Another reader pointed to this story on the first Chinese translation of Ulysses, from the Atlantic Monthly. Even if you haven’t read Joyce’s book, it’s a great article, and it gives you some flavor for the wordplay in the book, which leads me to this comment from one of the many of you referring to himself as “brian:”

if you go into ulysses (even moreso finnegan’s wake) expecting plot, narrative, story, then you’re missing a large part of what the novel is trying to do. it brings language….sound, rhythm, cadence to an equal field with what we expect from an a-b-c story. there are sections of the book where it is perfecly advisable (and enjoyable!) to remove your critical mind from understanding the characters and their relationships and the plot from its movement to simply ‘hear’ the words and their sounds in a new way.

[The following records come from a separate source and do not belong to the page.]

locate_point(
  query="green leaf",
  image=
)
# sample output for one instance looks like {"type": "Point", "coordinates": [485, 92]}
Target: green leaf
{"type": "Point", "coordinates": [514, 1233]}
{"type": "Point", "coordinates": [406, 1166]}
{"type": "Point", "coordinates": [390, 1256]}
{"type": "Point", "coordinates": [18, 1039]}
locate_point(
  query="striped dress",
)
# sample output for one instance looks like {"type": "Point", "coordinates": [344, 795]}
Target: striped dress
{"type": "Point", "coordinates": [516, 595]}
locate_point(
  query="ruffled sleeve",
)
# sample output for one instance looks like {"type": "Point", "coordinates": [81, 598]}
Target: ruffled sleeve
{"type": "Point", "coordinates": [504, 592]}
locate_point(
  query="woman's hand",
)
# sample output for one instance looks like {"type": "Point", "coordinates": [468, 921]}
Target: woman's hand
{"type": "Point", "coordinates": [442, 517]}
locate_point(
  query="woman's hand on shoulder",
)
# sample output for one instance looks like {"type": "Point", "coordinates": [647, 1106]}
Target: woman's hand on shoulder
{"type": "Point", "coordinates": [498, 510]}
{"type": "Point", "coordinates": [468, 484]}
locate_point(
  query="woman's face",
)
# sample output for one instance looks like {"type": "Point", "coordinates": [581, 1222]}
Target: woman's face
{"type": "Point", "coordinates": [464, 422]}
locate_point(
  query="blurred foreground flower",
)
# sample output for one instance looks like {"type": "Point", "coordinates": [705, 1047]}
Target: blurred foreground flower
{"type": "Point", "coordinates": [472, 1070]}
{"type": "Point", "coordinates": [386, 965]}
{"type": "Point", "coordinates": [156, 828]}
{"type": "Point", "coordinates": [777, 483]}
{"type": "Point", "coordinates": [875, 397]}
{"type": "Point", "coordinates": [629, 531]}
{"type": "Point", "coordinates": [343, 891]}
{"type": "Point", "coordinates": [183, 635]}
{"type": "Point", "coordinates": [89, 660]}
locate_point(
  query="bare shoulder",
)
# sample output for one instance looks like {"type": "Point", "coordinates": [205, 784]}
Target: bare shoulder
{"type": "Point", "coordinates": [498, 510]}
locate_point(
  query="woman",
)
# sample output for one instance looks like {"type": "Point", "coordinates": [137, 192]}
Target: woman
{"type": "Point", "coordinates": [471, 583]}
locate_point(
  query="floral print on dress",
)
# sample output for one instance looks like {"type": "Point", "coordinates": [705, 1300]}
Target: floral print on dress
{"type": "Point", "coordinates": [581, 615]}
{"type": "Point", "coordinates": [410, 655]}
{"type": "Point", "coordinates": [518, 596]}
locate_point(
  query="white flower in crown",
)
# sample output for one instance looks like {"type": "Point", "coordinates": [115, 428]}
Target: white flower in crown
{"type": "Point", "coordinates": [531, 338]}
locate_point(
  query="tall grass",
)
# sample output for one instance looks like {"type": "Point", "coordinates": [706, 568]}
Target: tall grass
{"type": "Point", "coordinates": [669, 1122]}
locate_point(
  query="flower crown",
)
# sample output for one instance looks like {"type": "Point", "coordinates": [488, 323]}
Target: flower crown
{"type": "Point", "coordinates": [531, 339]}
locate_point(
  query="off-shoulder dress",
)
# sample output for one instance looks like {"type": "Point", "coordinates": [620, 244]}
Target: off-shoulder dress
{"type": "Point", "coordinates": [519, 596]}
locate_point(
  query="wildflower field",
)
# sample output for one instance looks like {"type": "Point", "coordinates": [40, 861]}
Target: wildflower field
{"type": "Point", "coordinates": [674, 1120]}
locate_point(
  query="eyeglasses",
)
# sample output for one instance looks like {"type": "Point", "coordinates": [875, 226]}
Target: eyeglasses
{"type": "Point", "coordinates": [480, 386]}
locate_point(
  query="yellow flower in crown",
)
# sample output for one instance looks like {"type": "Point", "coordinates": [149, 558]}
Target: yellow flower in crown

I understand, and understood from early on in Ulysses, that the play is not the thing – the language is. That’s great. It’s not what I like to read. I love getting lost in a good story – it doesn’t have to be a happy one, or a funny one, or a fast-paced one, as long as it’s a compelling one that’s well-told, with characters I can understand and with whom I can empathize. It’s analogous to the handful of you who criticized my omission of any Radiohead tracks from my list of my favorite songs from the 2000s, but Radiohead’s electronic, sparse, 2000s sound, while critically acclaimed, is just not what I like. I like guitars. I like plots. Sue me.